I took the first tow north from our Mid point start on L-Road and released with a 1200 ft tow, right over L + 13 and slowly began scratching my way into the day (drifting with the north wind). Our "plan" was.... If we got high we would head to Wilson Creek. Nope....I was having trouble getting over 6500asl so that was not happening. Plan B.... drift with the north wind to the Beezly hills up over Ephrata and try and put some sort of triangle together. If it ended in failure we would be closer to our favourite swimming hole at Park Lake.

As I crossed the highway at the south end of L-Road, Mike was off tow and scratching hard. Mia spent about 5 gallons of gas racing the tow rig up and down every road that was under Mike trying to break a thermal off. Mike stuck to it, climbed out and was 30 minutes behind, also struggling to get high.

Both of us took our time and wandered down wind. Mike was only 20 minutes behind as I turned our unofficial south turnpoint near the edge of the Beezly hills (50km out).

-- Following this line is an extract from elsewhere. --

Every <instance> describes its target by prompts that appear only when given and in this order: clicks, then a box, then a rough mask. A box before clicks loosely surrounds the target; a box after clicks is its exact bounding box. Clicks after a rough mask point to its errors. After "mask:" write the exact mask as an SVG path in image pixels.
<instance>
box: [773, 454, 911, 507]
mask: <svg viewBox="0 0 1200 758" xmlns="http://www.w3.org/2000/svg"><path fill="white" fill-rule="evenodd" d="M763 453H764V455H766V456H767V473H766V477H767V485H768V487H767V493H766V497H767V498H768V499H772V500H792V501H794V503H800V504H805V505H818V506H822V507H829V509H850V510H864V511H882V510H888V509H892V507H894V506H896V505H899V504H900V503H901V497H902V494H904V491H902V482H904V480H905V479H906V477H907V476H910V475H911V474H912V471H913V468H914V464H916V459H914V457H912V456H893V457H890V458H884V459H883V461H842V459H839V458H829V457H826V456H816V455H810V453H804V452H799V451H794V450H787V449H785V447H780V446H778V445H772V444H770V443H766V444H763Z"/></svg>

At this point we were starting to get past 7500asl (I managed to milk some thermals near the turnpoint to 8300asl). We ran into one lone Sailplane pilot doing what the local pilots call the "power line patrol " Bob Firth's Sailplane flight....

I lead the way north bumping my way across Jameson Coulee (at a very low 6500asl and not many places to land), worked my way north to Farmer (again, my shadow, "Mike" was tagging along the same route). In the meantime, Mia was keeping close below us in support, there if we needed in wind info for an out landing.

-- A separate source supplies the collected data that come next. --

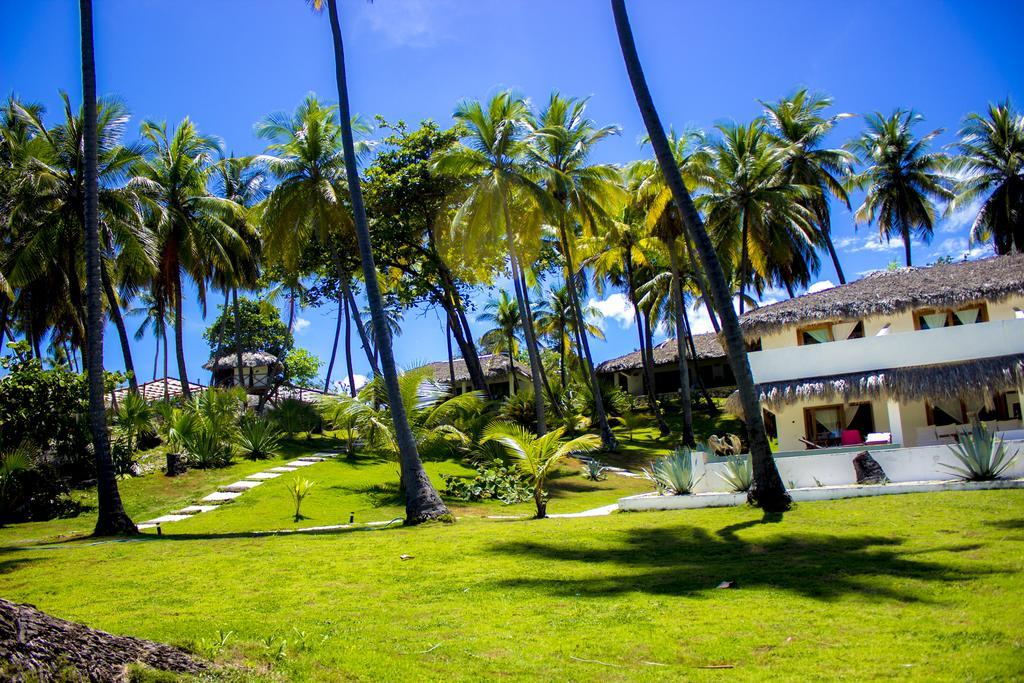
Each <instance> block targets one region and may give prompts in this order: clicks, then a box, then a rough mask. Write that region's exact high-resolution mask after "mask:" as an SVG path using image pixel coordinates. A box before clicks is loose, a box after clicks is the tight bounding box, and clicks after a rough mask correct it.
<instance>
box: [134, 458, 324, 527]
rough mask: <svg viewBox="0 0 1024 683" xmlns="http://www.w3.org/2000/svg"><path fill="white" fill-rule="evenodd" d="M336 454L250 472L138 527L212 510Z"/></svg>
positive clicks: (297, 461)
mask: <svg viewBox="0 0 1024 683" xmlns="http://www.w3.org/2000/svg"><path fill="white" fill-rule="evenodd" d="M335 455H337V454H333V453H317V454H315V455H312V456H303V457H301V458H298V459H296V460H293V461H292V462H290V463H286V464H285V465H284V466H282V467H271V468H270V469H269V470H268V471H266V472H256V473H255V474H250V475H248V476H246V478H245V479H241V480H239V481H236V482H234V483H229V484H226V485H223V486H218V488H217V490H215V492H214V493H212V494H210V495H209V496H206V497H204V498H203V499H202V503H205V504H206V505H189V506H187V507H184V508H181V509H180V510H177V511H175V512H172V513H171V514H167V515H163V516H160V517H157V518H155V519H150V520H147V521H144V522H142V523H140V524H138V528H139V529H147V528H154V527H157V530H158V531H159V530H160V529H159V527H160V525H161V524H166V523H169V522H177V521H181V520H182V519H189V518H190V517H193V516H195V515H199V514H203V513H204V512H213V511H214V510H216V509H217V508H218V507H220V506H221V505H222V504H224V503H230V502H231V501H233V500H234V499H237V498H239V497H240V496H242V495H243V494H244V493H246V492H247V490H249V489H251V488H255V487H256V486H259V485H260V484H262V483H263V482H264V481H269V480H270V479H276V478H278V477H280V476H281V475H282V474H285V473H287V472H296V471H298V469H299V468H300V467H309V466H310V465H315V464H316V463H322V462H324V461H326V460H331V459H332V458H334V457H335Z"/></svg>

I had pretty much given up on anything major and was simply trying to limp back to the tow site. I was just short of Withrow, climbing past 8600 it was time to turn for "goal". Mike pretty much did the same but slight further north at the Withrow turnpoint.

Mike near Withrow, looking over to Chelan Butte:

P1030821

The day was getting late and the air was supper soft, Still we pressed on. Just shy of the towsite, the decision was made to make Mansfield the goal and call it a day. I back tracked from near L-Road, Mike approached from the south side of town with both of us arriving at exactly the same height.

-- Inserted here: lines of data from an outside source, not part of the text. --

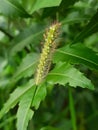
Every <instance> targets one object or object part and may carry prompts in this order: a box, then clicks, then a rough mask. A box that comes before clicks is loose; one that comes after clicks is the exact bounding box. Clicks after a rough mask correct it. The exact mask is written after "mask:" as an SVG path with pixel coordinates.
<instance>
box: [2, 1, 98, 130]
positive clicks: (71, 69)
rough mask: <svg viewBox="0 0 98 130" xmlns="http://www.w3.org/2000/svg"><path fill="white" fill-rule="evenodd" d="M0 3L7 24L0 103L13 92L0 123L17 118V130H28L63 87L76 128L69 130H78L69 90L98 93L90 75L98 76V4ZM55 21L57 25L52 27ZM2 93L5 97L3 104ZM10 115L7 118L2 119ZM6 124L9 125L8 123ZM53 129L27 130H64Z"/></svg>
mask: <svg viewBox="0 0 98 130" xmlns="http://www.w3.org/2000/svg"><path fill="white" fill-rule="evenodd" d="M0 3H1V4H0V12H1V14H0V17H1V18H2V19H3V23H4V25H6V26H2V25H0V30H1V31H2V32H3V33H4V38H2V41H1V42H0V44H1V48H0V55H1V56H0V62H1V70H0V72H1V74H0V84H1V85H0V89H1V90H0V91H1V92H0V93H1V99H3V100H6V99H7V98H8V96H9V93H11V94H10V97H9V99H8V100H7V101H6V103H4V102H5V101H3V100H2V102H1V103H2V104H1V106H0V107H1V108H2V109H1V111H0V119H1V120H2V122H4V120H5V119H6V118H8V117H12V118H11V119H12V122H13V121H14V120H15V119H16V118H17V121H16V122H17V124H16V126H17V130H26V129H27V126H28V124H30V122H29V121H30V120H31V119H32V117H33V116H34V113H37V112H35V111H36V110H38V108H39V107H40V104H41V102H42V101H44V100H45V98H46V97H48V96H49V92H51V93H52V91H53V88H54V87H58V86H60V87H61V88H62V87H63V88H64V87H65V88H68V91H69V110H70V115H71V122H72V123H71V124H72V125H71V126H70V125H68V126H70V127H68V128H67V125H66V129H67V130H70V129H71V127H72V128H73V130H78V128H79V126H78V125H77V117H76V114H75V106H74V105H75V103H74V99H73V90H72V88H71V87H73V88H76V87H81V88H86V89H85V90H84V91H87V89H91V90H94V85H93V83H92V82H94V84H95V86H97V85H96V83H95V79H93V78H91V77H89V74H88V73H89V72H92V73H94V75H95V74H96V75H97V76H98V54H97V53H98V52H97V51H95V50H98V47H97V42H98V38H97V36H95V35H96V34H98V11H97V10H96V8H97V7H98V2H97V0H96V1H94V2H93V1H90V0H89V1H86V0H71V1H68V0H66V1H64V0H47V1H46V0H42V1H40V0H34V1H32V0H28V1H26V0H20V1H19V0H17V1H16V0H4V1H2V0H0ZM65 5H66V6H65ZM95 5H96V7H95ZM47 7H48V8H47ZM39 9H40V10H39ZM87 12H88V13H87ZM51 21H52V22H55V21H58V22H56V23H54V24H53V25H51V24H50V23H51ZM88 21H89V22H88ZM0 24H2V23H0ZM59 27H60V28H59ZM58 28H59V31H58ZM46 29H48V30H47V32H46ZM59 32H60V33H59ZM44 34H46V35H44ZM65 34H66V35H65ZM43 35H44V37H43ZM93 35H94V36H95V37H96V41H95V43H94V40H92V43H91V44H89V43H87V42H86V40H87V41H89V38H90V37H91V36H93ZM92 39H93V38H92ZM41 41H45V42H42V44H43V45H42V48H43V49H41V50H43V51H42V54H41V56H40V48H41V45H40V42H41ZM57 45H58V47H57V48H56V46H57ZM43 46H44V47H43ZM54 49H55V50H54ZM38 64H39V65H38ZM50 65H51V66H50ZM36 66H38V68H37V67H36ZM92 75H93V74H92ZM94 75H93V76H92V77H94ZM87 77H88V78H87ZM90 78H91V79H90ZM92 79H93V80H92ZM91 80H92V81H91ZM62 90H63V89H62ZM66 91H67V90H66ZM2 93H5V94H6V95H7V96H5V99H4V98H2V96H3V95H2ZM62 93H63V92H62ZM61 99H63V98H61ZM51 100H52V99H51ZM51 100H50V102H51ZM17 104H18V105H19V106H17ZM44 105H45V104H44ZM15 106H16V109H17V114H16V110H15ZM92 106H93V105H92ZM12 108H14V109H13V111H11V110H12ZM58 108H59V105H58ZM67 109H68V108H67ZM67 109H66V111H68V110H67ZM14 110H15V111H14ZM9 111H10V112H9ZM8 112H9V115H8V114H7V115H6V116H4V115H5V114H6V113H8ZM13 113H14V114H13ZM54 113H55V112H54ZM65 113H66V112H65V111H64V114H65ZM15 114H16V116H15ZM61 114H62V115H63V112H62V113H61ZM12 115H14V116H12ZM49 116H51V115H49ZM47 117H48V115H47ZM61 117H62V116H61ZM34 118H35V117H34ZM51 118H52V117H50V119H51ZM56 118H57V119H59V118H60V117H59V116H57V117H56ZM66 119H67V118H66ZM83 119H84V118H83ZM35 120H36V118H35ZM81 120H82V117H81ZM40 121H41V119H40ZM40 121H39V122H40ZM8 122H11V121H10V119H9V118H8ZM66 122H67V121H66ZM81 122H82V121H81ZM69 123H70V122H69ZM51 124H52V125H53V123H50V124H49V125H50V126H46V127H44V126H40V125H39V126H38V127H37V128H33V126H31V127H30V125H29V127H30V128H28V129H34V130H37V129H41V130H61V129H65V127H58V126H56V127H54V126H55V125H53V127H52V125H51ZM5 125H6V122H5V123H4V124H3V123H1V125H0V127H1V128H2V127H3V129H4V130H7V129H15V126H14V125H13V123H9V126H8V127H6V126H5ZM35 126H36V123H35ZM82 126H84V125H82ZM41 127H42V128H41ZM79 130H80V128H79ZM81 130H82V127H81Z"/></svg>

Mia advised us the LZ had little or no wind... or any wind that was there would come from every direction. I tried to spiral down ahead of Mike, only to blunder into lift and find myself at the same level again!... With Mia dutifully kicking dirt and holding a windsock the whole time I slipped back into another spiral and ended it with an dusty but OK landing, Mike pulled off a perfect landing (but a little short ;-) with a long walk... both in NO Wind. We both hiked the gliders back to the house, with Mia serving up a pair of nice cold Becks from the hanger fridge.

Officially, we acknowledged the fantastic work of our winch/crew with a dual "Thumbs Up":

DoubleThumbs

My Flight and Mike Bomstad's Flight

Both of us, ended with over 4 hours of airtime and 100+km's FAI triangles.... real hard work.. rewarded with Cold beer, bare feet on fresh cut grass and a Barbecued chicken dinner made by the best Tow Master ever.. (man can I suck up....)

I was also happy to hear that Robin Sather (a PG pilot from the Fraser Valley) managed an nice flight (Robin's Flight) off the Butte, along with Andrew Berkley (Andrew's Flight). Good job for both of these PG flying "Butt Heads". :-)

We did not bother to fly on Tuesday, lots of wild looking air up high and not much going on low down. We pulled the "pin" and headed back to Abbotsford for work but will be back on Friday night to put in one more week of chasing dust devils around the flats of Washington State.... sorry for the late posting.